I was disappointed to see a thread appearing that seems to imply that only
consultants (my interpretation of what is being said here - based on the
premise that most of those posting to the list seem to fall in this
category) will truly pick up on the theory and practice of learning
organisations and that senior managers will settle for skimming half the
book and implementing the principles badly..... (apologies to Ray LaManna
and others for the paraphrase).
I'm sure I'm not the only person on the list who considers themselves to
be a senior manager, and what are we doing here if not trying to change?
Perhaps we need to post more responses to the list ourselves, except that
the erudite nature of some of the messages can be off-putting to those of
us who spend our lives working more with implementation than with theory.
The various comments about senior managers moving between fads - from
re-engineering to LO, etc. - is so true, but who is it who pushes these
fads at us if not the consultants who make their living by selling new
ideas every couple of years?
In the end, those of us who are making a commitment to learn and grow as
people as well as leaders of our organisations must make conscious choices
NOT to take someone else's theories wholesale, whether they be Senge's or
anyone else's, but to build a model of what will work for us based on our
values and our experience.
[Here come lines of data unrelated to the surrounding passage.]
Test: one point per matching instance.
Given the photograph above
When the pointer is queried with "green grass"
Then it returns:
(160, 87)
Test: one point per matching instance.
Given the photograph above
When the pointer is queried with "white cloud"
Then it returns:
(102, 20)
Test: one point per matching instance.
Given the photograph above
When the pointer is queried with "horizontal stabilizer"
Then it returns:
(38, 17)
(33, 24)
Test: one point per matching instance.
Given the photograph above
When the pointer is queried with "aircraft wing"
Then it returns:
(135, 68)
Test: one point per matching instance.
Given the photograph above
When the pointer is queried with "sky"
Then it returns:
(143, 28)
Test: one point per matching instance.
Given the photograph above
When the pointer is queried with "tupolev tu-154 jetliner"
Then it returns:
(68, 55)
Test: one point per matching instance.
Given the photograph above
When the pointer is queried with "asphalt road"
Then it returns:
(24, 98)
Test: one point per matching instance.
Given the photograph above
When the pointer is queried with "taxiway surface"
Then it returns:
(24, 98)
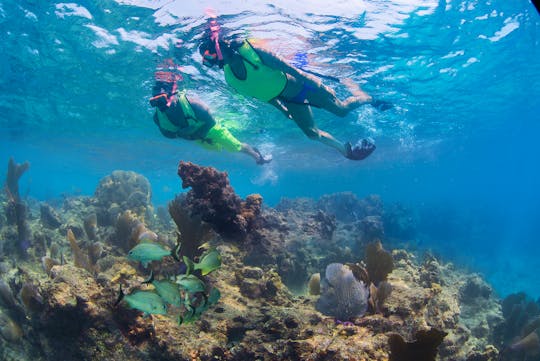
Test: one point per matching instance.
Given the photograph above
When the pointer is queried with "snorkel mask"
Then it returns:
(167, 75)
(210, 50)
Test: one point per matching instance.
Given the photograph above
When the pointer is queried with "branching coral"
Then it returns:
(192, 230)
(379, 262)
(212, 197)
(16, 208)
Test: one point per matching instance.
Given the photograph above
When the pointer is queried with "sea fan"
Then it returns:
(342, 295)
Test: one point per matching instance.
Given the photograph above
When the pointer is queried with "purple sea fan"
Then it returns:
(342, 295)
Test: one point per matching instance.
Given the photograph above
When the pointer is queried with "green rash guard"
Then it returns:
(262, 82)
(184, 124)
(216, 138)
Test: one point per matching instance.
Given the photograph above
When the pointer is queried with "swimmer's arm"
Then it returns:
(202, 113)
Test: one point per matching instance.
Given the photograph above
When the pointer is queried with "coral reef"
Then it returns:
(119, 192)
(192, 231)
(212, 197)
(342, 295)
(16, 207)
(59, 302)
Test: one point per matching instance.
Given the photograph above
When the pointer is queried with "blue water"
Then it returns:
(459, 148)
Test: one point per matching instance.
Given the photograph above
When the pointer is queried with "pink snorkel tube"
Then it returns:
(214, 29)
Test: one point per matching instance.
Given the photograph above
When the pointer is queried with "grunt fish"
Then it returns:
(146, 301)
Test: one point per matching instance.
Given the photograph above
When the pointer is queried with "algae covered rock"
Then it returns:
(122, 191)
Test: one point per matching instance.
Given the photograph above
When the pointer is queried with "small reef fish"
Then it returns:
(146, 301)
(148, 236)
(194, 313)
(167, 290)
(190, 283)
(209, 262)
(147, 252)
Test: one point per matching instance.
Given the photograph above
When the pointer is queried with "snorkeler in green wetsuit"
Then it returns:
(259, 73)
(190, 119)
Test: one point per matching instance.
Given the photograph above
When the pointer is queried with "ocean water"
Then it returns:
(459, 149)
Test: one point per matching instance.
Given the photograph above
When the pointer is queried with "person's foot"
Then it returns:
(359, 151)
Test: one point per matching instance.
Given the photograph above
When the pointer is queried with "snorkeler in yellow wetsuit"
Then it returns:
(256, 72)
(190, 119)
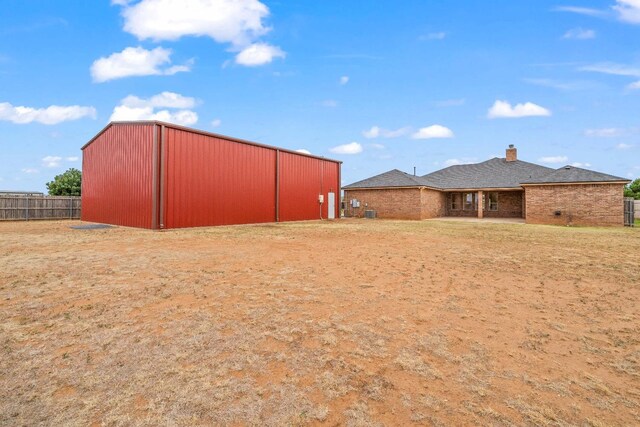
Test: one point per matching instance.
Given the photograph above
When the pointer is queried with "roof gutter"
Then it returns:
(536, 184)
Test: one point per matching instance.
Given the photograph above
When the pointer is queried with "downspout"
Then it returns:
(277, 185)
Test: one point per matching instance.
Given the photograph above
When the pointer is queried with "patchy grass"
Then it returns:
(350, 322)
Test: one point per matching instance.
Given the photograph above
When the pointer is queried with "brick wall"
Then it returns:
(582, 204)
(432, 203)
(510, 205)
(398, 203)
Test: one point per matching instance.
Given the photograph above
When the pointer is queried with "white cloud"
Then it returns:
(613, 68)
(553, 159)
(133, 108)
(51, 161)
(49, 116)
(164, 99)
(581, 10)
(463, 161)
(330, 103)
(351, 148)
(440, 35)
(135, 61)
(237, 22)
(579, 34)
(560, 85)
(374, 132)
(258, 54)
(503, 109)
(378, 132)
(433, 131)
(628, 11)
(604, 133)
(451, 103)
(581, 165)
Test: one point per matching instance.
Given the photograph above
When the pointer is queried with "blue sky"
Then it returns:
(378, 85)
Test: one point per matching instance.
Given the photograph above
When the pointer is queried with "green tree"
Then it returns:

There has been a lot of debate on this list
about what is leadership - maybe it includes skimming the work of people
like Senge and taking the parts that fit what we need, rather than being
forced to follow the latest fad like sheep.
Willingness to change cannot be measured by whether we have grasped the
idea of the ladder of inference,or any other tool, and know how to use it,
but whether we listen to feedback, seek to identify areas in which we
could and should improve, and look for ways to do so.